To push developers to add more environmentally-friendly aspects to properties, the government stipulated in land sales that developers bidding for sites in the business districts will have to meet its highest green standards, Keung said.

The effort by the authority comes as office rents are just starting to recover after a slump of more than a year. The Singapore office rental index rose 0.2 percent in the second quarter from the three months ended March, the first increase in 1 1/2 years, according to government data.

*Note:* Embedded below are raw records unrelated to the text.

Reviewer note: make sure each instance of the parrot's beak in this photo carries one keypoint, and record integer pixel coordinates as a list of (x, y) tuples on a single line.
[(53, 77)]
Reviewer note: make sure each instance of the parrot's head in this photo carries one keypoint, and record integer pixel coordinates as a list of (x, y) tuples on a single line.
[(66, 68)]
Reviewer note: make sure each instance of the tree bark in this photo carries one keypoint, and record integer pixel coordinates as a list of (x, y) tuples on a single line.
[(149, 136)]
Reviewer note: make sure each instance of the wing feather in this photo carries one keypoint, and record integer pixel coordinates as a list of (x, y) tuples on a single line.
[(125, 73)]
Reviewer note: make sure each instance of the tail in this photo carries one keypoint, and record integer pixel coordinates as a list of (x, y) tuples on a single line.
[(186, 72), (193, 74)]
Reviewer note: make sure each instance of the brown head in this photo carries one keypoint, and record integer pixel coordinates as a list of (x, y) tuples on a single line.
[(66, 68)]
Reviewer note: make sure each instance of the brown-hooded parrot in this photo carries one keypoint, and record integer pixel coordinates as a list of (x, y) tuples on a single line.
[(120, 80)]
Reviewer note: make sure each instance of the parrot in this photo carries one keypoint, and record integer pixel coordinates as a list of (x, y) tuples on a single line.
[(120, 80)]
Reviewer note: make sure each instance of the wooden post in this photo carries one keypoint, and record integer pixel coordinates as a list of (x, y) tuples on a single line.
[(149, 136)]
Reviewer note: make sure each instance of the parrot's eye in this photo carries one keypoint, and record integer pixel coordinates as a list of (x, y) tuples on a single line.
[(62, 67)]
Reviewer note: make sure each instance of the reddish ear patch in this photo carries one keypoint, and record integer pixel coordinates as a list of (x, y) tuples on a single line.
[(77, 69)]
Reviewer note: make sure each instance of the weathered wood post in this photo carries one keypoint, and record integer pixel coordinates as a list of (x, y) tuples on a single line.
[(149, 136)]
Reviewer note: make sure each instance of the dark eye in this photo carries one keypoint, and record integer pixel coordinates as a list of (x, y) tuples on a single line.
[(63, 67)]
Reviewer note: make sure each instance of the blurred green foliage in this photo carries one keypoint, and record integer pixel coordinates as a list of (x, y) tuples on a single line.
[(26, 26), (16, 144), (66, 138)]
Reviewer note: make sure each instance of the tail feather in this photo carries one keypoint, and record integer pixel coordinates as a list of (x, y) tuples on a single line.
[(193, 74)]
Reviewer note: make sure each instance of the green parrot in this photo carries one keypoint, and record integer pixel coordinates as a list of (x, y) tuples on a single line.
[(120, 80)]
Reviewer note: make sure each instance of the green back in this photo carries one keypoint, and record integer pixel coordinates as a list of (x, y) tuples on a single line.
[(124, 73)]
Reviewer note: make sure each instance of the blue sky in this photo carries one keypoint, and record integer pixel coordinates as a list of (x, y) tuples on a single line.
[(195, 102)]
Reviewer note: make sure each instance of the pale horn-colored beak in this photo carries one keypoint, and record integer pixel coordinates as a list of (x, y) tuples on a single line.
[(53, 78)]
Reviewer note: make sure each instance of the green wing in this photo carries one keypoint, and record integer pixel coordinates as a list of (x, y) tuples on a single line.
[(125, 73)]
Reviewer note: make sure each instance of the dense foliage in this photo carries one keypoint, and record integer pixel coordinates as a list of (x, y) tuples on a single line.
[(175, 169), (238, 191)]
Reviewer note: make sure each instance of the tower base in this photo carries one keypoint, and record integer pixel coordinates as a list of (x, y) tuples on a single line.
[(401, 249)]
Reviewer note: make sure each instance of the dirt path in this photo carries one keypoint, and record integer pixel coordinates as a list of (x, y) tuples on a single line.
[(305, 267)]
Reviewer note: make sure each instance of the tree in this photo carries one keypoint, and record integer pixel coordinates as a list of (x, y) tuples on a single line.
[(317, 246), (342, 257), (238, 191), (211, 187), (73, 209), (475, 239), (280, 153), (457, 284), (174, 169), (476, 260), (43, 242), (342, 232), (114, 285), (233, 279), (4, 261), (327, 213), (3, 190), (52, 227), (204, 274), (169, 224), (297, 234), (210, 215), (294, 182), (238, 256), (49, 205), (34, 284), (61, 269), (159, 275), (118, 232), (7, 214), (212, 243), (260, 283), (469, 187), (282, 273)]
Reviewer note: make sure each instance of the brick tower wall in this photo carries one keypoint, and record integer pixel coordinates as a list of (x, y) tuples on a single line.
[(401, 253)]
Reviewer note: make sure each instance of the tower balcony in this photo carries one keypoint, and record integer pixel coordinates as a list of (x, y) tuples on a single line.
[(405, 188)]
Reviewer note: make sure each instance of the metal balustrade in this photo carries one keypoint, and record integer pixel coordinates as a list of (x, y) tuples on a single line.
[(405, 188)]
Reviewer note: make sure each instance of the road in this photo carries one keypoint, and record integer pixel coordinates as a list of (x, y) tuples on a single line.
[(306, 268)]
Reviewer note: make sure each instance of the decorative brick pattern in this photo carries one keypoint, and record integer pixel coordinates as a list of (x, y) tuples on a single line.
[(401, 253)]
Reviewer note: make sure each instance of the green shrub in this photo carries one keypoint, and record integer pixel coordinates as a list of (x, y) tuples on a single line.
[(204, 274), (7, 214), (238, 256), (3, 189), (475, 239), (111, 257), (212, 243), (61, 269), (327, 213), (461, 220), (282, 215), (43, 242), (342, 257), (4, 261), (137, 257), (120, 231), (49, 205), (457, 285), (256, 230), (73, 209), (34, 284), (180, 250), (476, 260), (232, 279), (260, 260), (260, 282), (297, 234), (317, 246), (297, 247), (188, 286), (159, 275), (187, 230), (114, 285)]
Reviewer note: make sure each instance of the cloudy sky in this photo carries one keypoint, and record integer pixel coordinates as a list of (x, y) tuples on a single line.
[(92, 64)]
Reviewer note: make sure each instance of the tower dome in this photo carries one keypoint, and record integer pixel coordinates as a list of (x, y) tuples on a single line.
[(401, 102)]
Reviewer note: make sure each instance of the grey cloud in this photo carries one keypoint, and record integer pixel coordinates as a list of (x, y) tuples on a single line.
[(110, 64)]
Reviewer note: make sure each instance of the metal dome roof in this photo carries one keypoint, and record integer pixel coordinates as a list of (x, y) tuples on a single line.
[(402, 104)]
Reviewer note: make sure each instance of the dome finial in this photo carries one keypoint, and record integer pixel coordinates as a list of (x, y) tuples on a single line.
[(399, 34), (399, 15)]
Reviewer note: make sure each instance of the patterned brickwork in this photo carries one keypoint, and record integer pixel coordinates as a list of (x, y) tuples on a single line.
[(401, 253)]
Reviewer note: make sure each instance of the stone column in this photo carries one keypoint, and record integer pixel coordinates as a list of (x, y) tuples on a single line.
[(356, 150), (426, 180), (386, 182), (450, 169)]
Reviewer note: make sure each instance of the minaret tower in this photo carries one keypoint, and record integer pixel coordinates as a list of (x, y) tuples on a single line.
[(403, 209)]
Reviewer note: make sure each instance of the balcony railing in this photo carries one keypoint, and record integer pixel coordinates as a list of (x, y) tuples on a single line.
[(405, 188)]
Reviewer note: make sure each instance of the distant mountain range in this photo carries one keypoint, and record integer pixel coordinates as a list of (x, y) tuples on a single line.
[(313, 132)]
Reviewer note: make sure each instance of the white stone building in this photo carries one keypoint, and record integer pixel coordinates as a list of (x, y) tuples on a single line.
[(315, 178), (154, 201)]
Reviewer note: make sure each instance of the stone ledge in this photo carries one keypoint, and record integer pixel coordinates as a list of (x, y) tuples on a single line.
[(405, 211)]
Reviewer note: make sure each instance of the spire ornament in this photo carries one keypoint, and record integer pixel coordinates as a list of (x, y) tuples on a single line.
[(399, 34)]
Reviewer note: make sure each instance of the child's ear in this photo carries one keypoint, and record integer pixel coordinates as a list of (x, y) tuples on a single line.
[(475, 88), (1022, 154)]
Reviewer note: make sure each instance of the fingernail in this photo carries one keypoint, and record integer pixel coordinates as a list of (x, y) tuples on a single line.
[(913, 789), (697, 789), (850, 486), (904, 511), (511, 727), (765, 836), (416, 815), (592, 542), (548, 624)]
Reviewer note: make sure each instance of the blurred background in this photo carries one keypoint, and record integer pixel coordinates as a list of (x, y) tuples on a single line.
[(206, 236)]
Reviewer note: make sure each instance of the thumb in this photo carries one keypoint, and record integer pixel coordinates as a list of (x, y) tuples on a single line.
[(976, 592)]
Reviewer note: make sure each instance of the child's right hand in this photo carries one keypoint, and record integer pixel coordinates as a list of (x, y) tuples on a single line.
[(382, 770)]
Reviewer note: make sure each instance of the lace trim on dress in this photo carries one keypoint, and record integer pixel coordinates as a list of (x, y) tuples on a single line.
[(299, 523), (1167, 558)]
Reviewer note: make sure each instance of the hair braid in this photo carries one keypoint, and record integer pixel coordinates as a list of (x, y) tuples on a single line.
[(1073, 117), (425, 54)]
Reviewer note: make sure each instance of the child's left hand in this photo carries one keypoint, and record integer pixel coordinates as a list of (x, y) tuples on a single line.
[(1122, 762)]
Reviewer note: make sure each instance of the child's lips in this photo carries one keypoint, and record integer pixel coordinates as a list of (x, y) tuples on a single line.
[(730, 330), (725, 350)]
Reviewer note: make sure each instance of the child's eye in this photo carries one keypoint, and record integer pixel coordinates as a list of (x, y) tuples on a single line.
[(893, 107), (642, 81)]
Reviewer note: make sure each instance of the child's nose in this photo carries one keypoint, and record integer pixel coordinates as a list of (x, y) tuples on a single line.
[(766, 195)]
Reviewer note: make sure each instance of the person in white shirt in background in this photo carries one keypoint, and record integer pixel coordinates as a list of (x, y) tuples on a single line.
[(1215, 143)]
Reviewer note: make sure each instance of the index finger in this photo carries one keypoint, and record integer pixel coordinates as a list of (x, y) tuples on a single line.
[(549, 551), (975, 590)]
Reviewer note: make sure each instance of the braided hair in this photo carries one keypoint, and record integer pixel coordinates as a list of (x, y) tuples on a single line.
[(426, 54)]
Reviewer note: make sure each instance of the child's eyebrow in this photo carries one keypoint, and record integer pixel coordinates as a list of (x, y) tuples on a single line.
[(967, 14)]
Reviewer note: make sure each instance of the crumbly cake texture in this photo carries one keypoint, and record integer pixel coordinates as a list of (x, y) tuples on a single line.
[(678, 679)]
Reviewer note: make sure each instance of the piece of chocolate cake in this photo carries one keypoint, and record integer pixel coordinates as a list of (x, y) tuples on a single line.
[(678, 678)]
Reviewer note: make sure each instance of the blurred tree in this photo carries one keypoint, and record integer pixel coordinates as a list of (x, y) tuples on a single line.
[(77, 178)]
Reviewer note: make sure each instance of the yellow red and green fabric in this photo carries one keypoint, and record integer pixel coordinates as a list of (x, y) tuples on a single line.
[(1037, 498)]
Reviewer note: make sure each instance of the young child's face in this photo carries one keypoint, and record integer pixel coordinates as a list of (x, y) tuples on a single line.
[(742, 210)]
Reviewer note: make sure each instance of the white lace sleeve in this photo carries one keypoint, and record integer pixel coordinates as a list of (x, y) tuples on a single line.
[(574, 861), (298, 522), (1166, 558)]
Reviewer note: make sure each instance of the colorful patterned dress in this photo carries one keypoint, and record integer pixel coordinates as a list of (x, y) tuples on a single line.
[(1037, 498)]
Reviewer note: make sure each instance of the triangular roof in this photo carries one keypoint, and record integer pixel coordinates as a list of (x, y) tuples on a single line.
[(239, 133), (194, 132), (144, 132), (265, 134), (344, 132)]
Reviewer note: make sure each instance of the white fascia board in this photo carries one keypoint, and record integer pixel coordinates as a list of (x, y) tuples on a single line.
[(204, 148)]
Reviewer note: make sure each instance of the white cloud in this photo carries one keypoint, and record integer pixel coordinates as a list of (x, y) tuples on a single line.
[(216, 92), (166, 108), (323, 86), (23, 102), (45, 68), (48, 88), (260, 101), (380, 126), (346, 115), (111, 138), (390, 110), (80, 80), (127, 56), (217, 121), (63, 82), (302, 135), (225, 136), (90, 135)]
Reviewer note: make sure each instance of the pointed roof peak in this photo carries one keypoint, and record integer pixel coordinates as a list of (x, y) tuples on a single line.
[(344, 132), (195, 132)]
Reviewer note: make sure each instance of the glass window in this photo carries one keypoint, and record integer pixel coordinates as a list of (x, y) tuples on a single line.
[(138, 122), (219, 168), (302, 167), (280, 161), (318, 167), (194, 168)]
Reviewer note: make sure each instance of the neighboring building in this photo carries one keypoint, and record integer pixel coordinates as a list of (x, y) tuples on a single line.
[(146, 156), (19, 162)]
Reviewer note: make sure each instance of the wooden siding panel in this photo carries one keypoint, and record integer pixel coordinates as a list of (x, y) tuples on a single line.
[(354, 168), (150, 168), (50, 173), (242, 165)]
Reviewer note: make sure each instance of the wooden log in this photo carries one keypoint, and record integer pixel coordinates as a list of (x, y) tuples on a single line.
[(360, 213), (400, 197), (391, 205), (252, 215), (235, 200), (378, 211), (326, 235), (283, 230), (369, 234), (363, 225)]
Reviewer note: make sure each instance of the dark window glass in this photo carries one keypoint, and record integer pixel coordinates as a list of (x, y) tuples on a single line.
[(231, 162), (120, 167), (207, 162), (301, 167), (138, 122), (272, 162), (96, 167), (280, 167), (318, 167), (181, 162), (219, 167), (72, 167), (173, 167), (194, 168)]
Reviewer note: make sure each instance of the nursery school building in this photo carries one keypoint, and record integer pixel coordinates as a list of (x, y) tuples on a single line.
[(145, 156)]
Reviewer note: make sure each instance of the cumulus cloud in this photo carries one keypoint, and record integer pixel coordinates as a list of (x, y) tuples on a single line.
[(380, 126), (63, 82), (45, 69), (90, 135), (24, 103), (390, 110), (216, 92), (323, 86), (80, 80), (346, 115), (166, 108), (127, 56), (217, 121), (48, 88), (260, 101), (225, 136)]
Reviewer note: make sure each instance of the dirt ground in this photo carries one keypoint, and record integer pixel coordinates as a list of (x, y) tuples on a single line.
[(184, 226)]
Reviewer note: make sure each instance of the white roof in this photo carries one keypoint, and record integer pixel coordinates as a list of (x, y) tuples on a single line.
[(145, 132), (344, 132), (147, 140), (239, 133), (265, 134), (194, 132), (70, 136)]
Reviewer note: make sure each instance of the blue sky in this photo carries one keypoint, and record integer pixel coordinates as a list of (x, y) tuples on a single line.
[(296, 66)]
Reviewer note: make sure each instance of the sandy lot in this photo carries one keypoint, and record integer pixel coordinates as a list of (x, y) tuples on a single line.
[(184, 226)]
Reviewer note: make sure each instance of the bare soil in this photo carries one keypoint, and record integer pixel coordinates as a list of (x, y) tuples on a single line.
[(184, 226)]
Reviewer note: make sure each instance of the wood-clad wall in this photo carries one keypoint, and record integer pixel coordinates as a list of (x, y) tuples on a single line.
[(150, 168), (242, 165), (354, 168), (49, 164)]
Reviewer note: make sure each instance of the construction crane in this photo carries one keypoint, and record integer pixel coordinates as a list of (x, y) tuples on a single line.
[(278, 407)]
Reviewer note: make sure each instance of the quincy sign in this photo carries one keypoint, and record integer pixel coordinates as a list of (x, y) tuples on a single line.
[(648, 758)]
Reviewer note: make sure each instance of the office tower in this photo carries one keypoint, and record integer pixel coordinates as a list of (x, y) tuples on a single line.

The payback period for office buildings to meet the standards varies from four to eight years, with no financial returns for adding green features in residential developments, according to Tan Swee Yiow, president of Singapore operations at Keppel Land Ltd., the property developer partly owned by the world’s largest builder of oil rigs.

“As environmental issues dominate global agendas, businesses today recognize that going green is no longer an option, but a necessity,” Tan said in an e-mailed response.

Tenant attraction

Keppel Land (KPLD) and its partners have invested almost S$90 million on residential and commercial projects in Singapore and overseas to make them environmentally friendly, Tan said.

CapitaLand Ltd. (CAPL), Southeast Asia’s biggest developer, aims to exceed the regulator’s requirements, Francis Wong Hooe Wai, chairman at the company’s green committee, said in an e-mailed response to queries. Twenty three of its 29 shopping malls and office buildings have achieved at least the minimum green standards set by the regulator, he said.

“Green buildings are naturally more attractive to tenants,” Wong said.

Six Battery Road, which is owned by its property trust CapitaCommercial Trust (CCT), was renovated for S$92 million, of which about 3.7 percent was set aside to achieve the green rating, he said. The return on the building in the city’s financial district is estimated at 4.7 years, he said.

The government will allow developers to build more space to incentivize them to construct green properties, Keung said. It also plans to train 20,000 people to design, build and maintain these projects by 2030, from 6,000 currently, he said.

“Last year, a new legislation was passed that requires all existing buildings will need to meet the minimum green standards whenever they upgrade their cooling systems,” Keung said. “So it’s a matter of time that all buildings will have to become green as they start upgrading their systems.”